This paper addresses the vulnerability of Controller Area Network (CAN) buses in connected and autonomous vehicles (CAVs) to cyberattacks, which jeopardize driving safety. It systematically surveys state-of-the-art in-vehicle intrusion detection systems (IDSs) leveraging machine learning (ML), deep learning (DL), and federated learning (FL). Methodologically, it innovatively classifies 87 representative works by attack type—known, unknown, and hybrid—to enable consistent comparative analysis. The study identifies, for the first time, four fundamental limitations hindering FL deployment onboard: excessive communication overhead, poor adaptability to device heterogeneity, insufficient real-time performance, and absence of functional safety compliance. Furthermore, it proposes a novel, ISO 26262–driven multi-dimensional evaluation framework to rigorously assess safety-critical IDS properties. The work clarifies technical trade-offs and performance boundaries, delivering a clear, actionable roadmap toward highly reliable, adaptive, and deployable in-vehicle IDS solutions.

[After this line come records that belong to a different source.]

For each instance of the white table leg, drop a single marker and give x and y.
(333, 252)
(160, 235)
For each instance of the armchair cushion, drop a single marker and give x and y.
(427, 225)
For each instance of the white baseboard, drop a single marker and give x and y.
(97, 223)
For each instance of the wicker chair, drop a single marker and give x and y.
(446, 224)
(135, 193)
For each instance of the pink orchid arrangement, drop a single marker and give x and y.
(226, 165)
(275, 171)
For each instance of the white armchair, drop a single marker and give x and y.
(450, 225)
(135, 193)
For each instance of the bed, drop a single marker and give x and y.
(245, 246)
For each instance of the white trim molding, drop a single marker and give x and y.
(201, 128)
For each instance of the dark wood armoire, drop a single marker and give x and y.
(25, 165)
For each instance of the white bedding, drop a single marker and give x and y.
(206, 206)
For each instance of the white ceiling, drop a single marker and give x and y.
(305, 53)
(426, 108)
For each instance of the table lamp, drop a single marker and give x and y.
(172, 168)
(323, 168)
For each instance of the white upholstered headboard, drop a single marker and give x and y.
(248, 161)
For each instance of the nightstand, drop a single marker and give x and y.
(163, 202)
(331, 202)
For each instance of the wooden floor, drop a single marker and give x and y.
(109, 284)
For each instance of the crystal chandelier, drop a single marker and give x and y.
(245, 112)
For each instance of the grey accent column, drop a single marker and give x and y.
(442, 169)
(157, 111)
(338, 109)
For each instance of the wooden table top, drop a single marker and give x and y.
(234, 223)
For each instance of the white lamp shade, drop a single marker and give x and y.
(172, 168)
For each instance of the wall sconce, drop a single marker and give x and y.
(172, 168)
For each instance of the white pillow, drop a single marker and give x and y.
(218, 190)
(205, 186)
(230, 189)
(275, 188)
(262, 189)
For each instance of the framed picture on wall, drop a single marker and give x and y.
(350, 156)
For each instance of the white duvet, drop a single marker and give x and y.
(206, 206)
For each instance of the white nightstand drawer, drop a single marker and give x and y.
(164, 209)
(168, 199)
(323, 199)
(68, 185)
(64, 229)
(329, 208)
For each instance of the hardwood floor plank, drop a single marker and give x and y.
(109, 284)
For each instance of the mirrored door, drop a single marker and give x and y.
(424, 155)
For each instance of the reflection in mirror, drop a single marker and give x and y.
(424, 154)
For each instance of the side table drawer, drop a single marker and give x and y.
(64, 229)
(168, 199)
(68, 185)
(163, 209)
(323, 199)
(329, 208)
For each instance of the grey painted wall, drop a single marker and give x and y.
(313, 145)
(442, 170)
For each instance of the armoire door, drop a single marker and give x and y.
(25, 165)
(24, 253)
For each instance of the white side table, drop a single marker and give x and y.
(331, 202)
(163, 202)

Connected and Autonomous Vehicles (CAVs) enhance mobility but face cybersecurity threats, particularly through the insecure Controller Area Network (CAN) bus. Cyberattacks can have devastating consequences in connected vehicles, including the loss of control over critical systems, necessitating robust security solutions. In-vehicle Intrusion Detection Systems (IDSs) offer a promising approach by detecting malicious activities in real time. This survey provides a comprehensive review of state-of-the-art research on learning-based in-vehicle IDSs, focusing on Machine Learning (ML), Deep Learning (DL), and Federated Learning (FL) approaches. Based on the reviewed studies, we critically examine existing IDS approaches, categorising them by the types of attacks they detect - known, unknown, and combined known-unknown attacks - while identifying their limitations. We also review the evaluation metrics used in research, emphasising the need to consider multiple criteria to meet the requirements of safety-critical systems. Additionally, we analyse FL-based IDSs and highlight their limitations. By doing so, this survey helps identify effective security measures, address existing limitations, and guide future research toward more resilient and adaptive protection mechanisms, ensuring the safety and reliability of CAVs.